Leucine makes drug manufacturing compliance less onerous


    The compliance process at pharmaceutical manufacturers is a complicated and prone to errors because many still use paper-based systems to record manufacturing steps. These paper records are reviewed by FDA auditors to ensure that guidelines were followed, but they are prone to errors, often leading to warnings. This results in higher costs and slower manufacturing. Leucine wants to make the compliance process more efficient with its compliance cloud platform for the pharmaceutical industry. It automatically creates digital manufacturing records and uses AI to identify the root cause of deviations.

    New York-based Leucine announced today it has raised a $7 million Series A led by strategic investor Ecolab Inc. Participants include returning investors like Pravega Ventures, Axilor Ventures, Techstars and angel investors. Founded in 2019, Leucine is currently used by over 30 companies in more than 300 pharmaceutical manufacturing facilities in 10 countries, including the U.S., India, Brazil, Mexico and the United Arab Emirates. Its target customer include new biotech firms and pharmaceutical giants.

    Leucine describes itself as “a digital twin of the pharma manufacturing shop floor.” It enables real-time performance monitoring and compliance management, analyzes the root cause of deviations from proper operating procedures, gives users advice on how to improve efficiency and creates manufacturing records and audit reports. It can be onboarded in eight weeks because of a proprietary AI-enabled system that digitizes paper SOPs to create custom workflows. Gera says Leucine can reduce the digitization cycle of a batch cycle from six to eight weeks to just three to five days.

    In addition to its funding, Leucine also announced today the beta launch of Leucine 10X, an AI framework that performs specialized tasks like digitizing paper-based SOPs and creating dynamic production plans with production managers to ensure on-time batch delivery. It also makes the root cause analysis of deviations in the manufacturing process faster by analyzing data from text-based records, logs and staff interview transcripts.

    Leucine’s user interface

    Before starting Leucine, co-founder and CEO Vivek Gera worked as a compliance and automation consultant at Fortune 500 companies. He tells TechCrunch that during his work, he realized the scale of non-compliance issues and the impact they were having on bottom lines. For most of his projects, he introduced companies to technology that helped improve compliance.

    “However, I noticed that most of the legacy players in this space didn’t offer solutions that brought in compliance by design and moreover didn’t offer any insights to the manufacturers despite hosting vast amounts of data,” he says.

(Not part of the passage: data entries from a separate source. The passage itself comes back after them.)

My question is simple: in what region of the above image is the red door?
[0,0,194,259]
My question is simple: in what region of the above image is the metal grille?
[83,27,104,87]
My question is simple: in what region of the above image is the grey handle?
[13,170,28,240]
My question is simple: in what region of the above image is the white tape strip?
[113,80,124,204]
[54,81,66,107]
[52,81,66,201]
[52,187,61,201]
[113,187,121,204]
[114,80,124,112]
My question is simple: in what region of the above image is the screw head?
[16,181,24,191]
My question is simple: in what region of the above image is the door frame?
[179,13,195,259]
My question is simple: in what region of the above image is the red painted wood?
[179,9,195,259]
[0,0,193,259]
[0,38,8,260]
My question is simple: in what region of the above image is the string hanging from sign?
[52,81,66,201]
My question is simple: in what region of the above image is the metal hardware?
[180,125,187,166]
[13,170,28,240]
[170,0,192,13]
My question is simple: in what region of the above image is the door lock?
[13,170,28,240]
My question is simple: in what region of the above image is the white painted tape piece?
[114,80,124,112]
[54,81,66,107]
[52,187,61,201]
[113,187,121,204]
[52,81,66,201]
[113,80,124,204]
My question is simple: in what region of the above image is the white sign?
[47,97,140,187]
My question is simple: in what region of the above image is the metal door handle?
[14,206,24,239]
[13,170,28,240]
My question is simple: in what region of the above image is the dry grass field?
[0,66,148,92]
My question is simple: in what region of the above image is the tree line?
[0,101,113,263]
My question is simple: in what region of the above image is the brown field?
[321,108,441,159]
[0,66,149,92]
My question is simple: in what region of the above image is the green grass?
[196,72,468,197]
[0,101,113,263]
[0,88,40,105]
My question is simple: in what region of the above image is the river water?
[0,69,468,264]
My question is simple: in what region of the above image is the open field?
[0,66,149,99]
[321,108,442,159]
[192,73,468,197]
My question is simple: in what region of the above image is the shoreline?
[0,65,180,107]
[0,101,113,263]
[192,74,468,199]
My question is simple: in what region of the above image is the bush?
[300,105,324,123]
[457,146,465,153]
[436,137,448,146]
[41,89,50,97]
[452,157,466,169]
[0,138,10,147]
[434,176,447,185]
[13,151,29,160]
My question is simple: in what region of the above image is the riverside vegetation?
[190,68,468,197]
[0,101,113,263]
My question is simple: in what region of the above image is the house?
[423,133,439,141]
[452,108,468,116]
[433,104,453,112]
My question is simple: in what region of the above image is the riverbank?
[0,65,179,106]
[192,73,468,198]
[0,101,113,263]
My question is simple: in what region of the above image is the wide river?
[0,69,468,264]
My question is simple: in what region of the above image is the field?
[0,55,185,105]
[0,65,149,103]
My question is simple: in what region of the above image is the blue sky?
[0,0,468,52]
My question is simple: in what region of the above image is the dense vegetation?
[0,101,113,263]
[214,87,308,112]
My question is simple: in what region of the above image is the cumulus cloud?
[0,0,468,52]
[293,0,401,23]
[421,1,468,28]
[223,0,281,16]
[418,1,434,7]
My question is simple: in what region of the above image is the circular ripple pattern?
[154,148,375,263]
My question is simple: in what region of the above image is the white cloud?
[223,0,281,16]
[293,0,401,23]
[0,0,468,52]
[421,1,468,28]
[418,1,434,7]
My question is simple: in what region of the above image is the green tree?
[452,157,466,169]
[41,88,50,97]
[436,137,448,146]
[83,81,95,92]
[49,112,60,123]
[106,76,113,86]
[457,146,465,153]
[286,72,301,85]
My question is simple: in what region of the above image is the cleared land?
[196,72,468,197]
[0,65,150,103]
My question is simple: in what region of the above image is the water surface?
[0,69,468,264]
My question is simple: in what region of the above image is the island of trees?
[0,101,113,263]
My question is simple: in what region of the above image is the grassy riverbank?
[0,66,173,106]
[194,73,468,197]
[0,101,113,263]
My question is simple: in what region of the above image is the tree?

    This led to the creation of Leucine. By working with co-founder Mustaq Singh Bijral, whose background is in product management and data science, Gera says Leucine was able to build a data-driven product from day one, with the goal of creating a digital platform that is simple to use and has built-in compliance guidelines and process interlocks that ensure compliance.

    Gera says there are legacy compliance systems that also offer pharmaceutical manufacturing floor digitization, including traditional manufacturing executing systems (MES) like Siemens and Rockwell and newer solutions like MasterControl, Trackwise and Kneat.. But he adds that many have very long implementation of cycles, compared to eight weeks for Leucine, are more difficult to customize and are siloed. They also do not give insights that help prevent potential compliance issues.

    Leucine also differentiates from its competitors by using its LLM-based proprietary electronic batch manufacturing record (eBMR) to turn paper SOPs into digital workflows within minutes instead of months. Gera said eBMRs are the most important document in the pharmaceutical manufacturing process because it records every step and is reviewed by FDA auditors to see if manufacturers followed GxP, or quality guidelines.

    “Our models have been trained on large volumes of pharma data and enable us to deliver value to our clients quicker than anyone else,” Gera added. “Our platform caters to all use cases on the shop floor, from batch planning to batch release, and breaks the data silos, providing a single source of truth.”

    Over the last 12 months, Gera says the number of facilities using Leucine has grown by 100%, with a 300% increase in users. This because facilities are expanding use cases for the platform. It monetizes through a SaaS model with tiered pricing that increases based on volume. Leucine will expand its platforms with more solutions to improve compliance and productivity across the entire pharmaceutical manufacturing ecosystem. It also plans to improve its AI Co-pilot feature.